Sarà meglio che vi mettiate comodi, perché oggi non vi racconterò solo di una morte, ma dell’epopea di un uomo che ha cambiato per sempre il corso del rock britannico. Sì, avete capito bene: John Mayall, l’indiscusso Padrino del British Blues, ha suonato il suo ultimo accordo.
Il post su Facebook della sua famiglia è una pugnalata al cuore:
“È con il cuore pesante che annunciamo la notizia che John Mayall è morto pacificamente nella sua casa in California ieri, 22 luglio 2024, circondato dalla sua amata famiglia. I problemi di salute che hanno costretto John a porre fine alla sua epica carriera in tournée hanno finalmente dato pace ad uno dei più grandi guerrieri della strada di questo mondo. John Mayall ci ha regalato novant’anni di instancabili sforzi per educare, ispirare e divertire.”
Il guerriero della strada
Pensateci un attimo. Quanti di voi possono dire di aver vissuto veramente? John Mayall non solo ha vissuto, ha infuso vita in ogni nota che ha suonato, in ogni giovane talento che ha scoperto, in ogni anima che ha toccato con la sua musica. Nato negli Stati Uniti, ma britannico d’adozione, John Mayall è stato il faro luminoso che ha guidato il rock inglese attraverso gli oscuri e fumosi club degli anni ’60.
Nel 1963, con un’intuizione degna di un uomo illuminato dagli dei del rock, ha fondato i Blues Breakers. Con questa band, il caro vecchio John ha spalancato le porte del successo a futuri giganti del rock. Eric Clapton, Peter Green, Jack Bruce, John McVie, Mick Fleetwood, Aynsley Dunbar, e sì, anche quel Mick Taylor che poi avrebbe infiammato i Rolling Stones. Tutti questi nomi leggendari sono passati per la fucina di talento che era la band di Mayall.
Clapton, Green e gli altri discepoli
Parliamo di Clapton. Avete mai sentito parlare di “God”? Esatto, prima di essere il Dio della chitarra, Eric Clapton era semplicemente uno dei tanti giovani musicisti che John Mayall aveva preso sotto la sua ala protettrice. Il loro album, “Blues Breakers with Eric Clapton”, è una bibbia per ogni appassionato di blues che si rispetti. Non è solo un disco, è un manifesto, una dichiarazione di guerra a tutto ciò che è banale e ordinario.

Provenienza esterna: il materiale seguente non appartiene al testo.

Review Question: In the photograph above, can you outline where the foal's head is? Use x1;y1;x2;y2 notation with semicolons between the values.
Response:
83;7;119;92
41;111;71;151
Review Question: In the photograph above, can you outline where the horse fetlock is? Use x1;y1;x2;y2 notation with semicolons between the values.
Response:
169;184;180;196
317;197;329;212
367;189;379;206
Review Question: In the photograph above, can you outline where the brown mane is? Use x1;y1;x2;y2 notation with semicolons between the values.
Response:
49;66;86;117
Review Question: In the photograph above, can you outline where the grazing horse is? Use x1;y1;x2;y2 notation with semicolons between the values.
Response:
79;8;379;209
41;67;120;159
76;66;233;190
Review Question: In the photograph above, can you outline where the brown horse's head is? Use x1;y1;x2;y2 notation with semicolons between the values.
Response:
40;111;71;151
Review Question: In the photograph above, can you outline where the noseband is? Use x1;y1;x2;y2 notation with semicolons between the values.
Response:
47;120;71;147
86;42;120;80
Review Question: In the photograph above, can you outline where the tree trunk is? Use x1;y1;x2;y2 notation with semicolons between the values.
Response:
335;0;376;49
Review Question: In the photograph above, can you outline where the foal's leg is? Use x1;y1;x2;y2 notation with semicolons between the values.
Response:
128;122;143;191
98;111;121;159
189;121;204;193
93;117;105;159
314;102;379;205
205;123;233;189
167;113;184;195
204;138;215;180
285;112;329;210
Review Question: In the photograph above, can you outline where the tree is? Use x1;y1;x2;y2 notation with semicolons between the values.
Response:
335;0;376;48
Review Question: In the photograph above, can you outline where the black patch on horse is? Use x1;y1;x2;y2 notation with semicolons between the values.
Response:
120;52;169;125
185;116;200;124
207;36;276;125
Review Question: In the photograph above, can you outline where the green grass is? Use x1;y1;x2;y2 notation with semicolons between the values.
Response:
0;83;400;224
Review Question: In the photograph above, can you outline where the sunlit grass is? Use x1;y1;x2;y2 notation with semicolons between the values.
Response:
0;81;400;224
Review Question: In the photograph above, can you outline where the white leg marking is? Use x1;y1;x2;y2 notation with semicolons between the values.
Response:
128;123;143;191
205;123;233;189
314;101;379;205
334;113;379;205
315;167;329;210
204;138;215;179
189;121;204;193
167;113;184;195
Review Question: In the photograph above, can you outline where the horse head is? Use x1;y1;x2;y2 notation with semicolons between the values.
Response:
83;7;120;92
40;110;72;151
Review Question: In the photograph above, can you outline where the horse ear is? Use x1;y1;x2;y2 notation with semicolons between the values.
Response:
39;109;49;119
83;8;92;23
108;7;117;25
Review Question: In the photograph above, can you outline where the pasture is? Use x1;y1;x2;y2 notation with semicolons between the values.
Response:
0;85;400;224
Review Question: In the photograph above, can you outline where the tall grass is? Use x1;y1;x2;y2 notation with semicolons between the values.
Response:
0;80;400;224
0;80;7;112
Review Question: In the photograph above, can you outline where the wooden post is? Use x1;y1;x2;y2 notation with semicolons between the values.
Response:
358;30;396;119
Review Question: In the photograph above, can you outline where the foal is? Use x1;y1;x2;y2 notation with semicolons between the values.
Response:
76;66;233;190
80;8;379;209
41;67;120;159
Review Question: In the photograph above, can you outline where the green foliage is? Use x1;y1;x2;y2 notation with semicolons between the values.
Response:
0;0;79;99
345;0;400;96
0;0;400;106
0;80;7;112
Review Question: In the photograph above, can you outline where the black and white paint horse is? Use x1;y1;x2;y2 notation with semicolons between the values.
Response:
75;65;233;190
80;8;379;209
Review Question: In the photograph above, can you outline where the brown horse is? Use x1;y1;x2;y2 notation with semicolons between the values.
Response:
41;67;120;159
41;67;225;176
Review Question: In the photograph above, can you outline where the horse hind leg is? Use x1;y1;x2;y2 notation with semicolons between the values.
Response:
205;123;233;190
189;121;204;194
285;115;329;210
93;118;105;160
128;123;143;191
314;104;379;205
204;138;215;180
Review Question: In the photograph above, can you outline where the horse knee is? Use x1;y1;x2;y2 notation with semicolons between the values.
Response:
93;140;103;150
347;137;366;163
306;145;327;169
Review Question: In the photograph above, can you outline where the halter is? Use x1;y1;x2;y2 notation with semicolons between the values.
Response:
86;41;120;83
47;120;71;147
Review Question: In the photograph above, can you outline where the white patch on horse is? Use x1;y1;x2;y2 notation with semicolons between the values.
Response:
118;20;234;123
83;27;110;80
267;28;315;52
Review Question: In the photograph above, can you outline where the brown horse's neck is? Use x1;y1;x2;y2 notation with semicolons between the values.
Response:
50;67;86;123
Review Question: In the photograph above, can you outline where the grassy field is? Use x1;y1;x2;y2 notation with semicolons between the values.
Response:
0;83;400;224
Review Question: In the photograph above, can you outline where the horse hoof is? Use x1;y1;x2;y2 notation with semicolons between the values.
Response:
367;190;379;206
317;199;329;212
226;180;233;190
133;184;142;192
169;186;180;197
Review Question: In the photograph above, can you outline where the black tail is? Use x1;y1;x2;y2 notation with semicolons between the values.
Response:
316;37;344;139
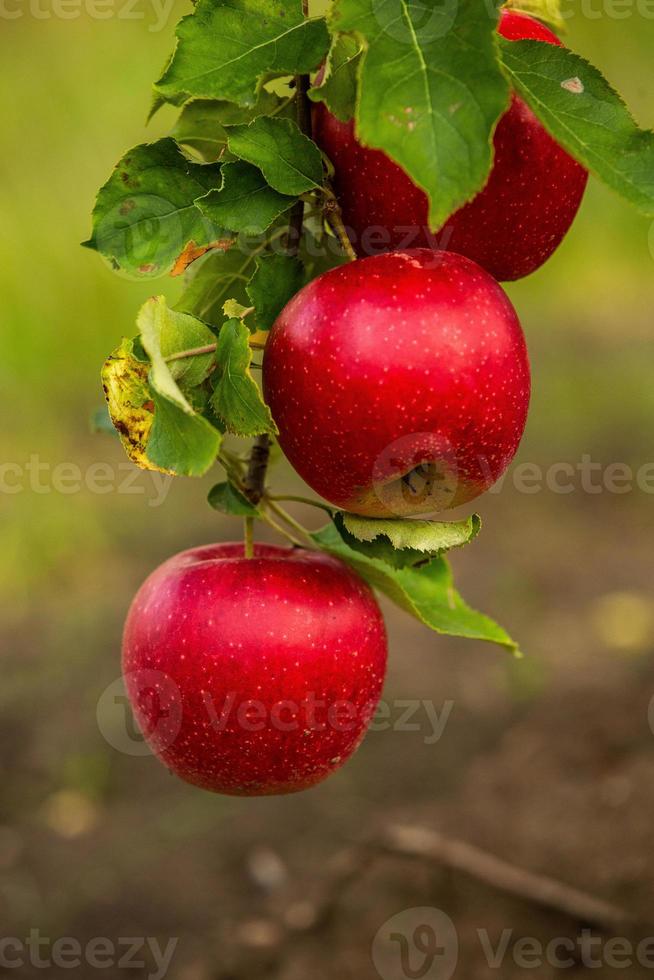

Poi c’è Peter Green, il genio tormentato che avrebbe poi fondato i Fleetwood Mac. Se i Fleetwood Mac sono diventati la band colossale che conosciamo oggi, è anche grazie a John Mayall. La loro musica, radicata nel blues più puro, è una diretta conseguenza dell’influenza di Mayall.
Il Blues come filosofia di vita
Per John, il blues non era solo musica. Era una filosofia, un modo di vedere il mondo. Mayall non era un semplice interprete; era un messaggero, un alchimista che trasformava le sofferenze e le gioie della vita in pura emozione musicale. La sua connessione con la musica nera americana non era solo imitazione, era una celebrazione, un atto di devozione.
Una vita sulla strada
E parliamo della strada, quella che Mayall ha percorso per tutta la sua vita. Le sue tournee erano leggendari, nonostante i problemi di salute che alla fine lo hanno costretto a fermarsi. Ogni spettacolo era un rituale, una celebrazione del blues, un inno alla vita. Mayall viveva per la musica, e la musica viveva attraverso di lui.
Il vuoto che lascia è incolmabile, la sua eredità è eterna. Ogni volta che ascolteremo un assolo di chitarra, ogni volta che sentiremo il richiamo del blues, sapremo che un pezzo di John Mayall vive ancora in quelle note.
Addio, John. Hai suonato il blues come nessun altro, e la strada non sarà mai più la stessa senza di te.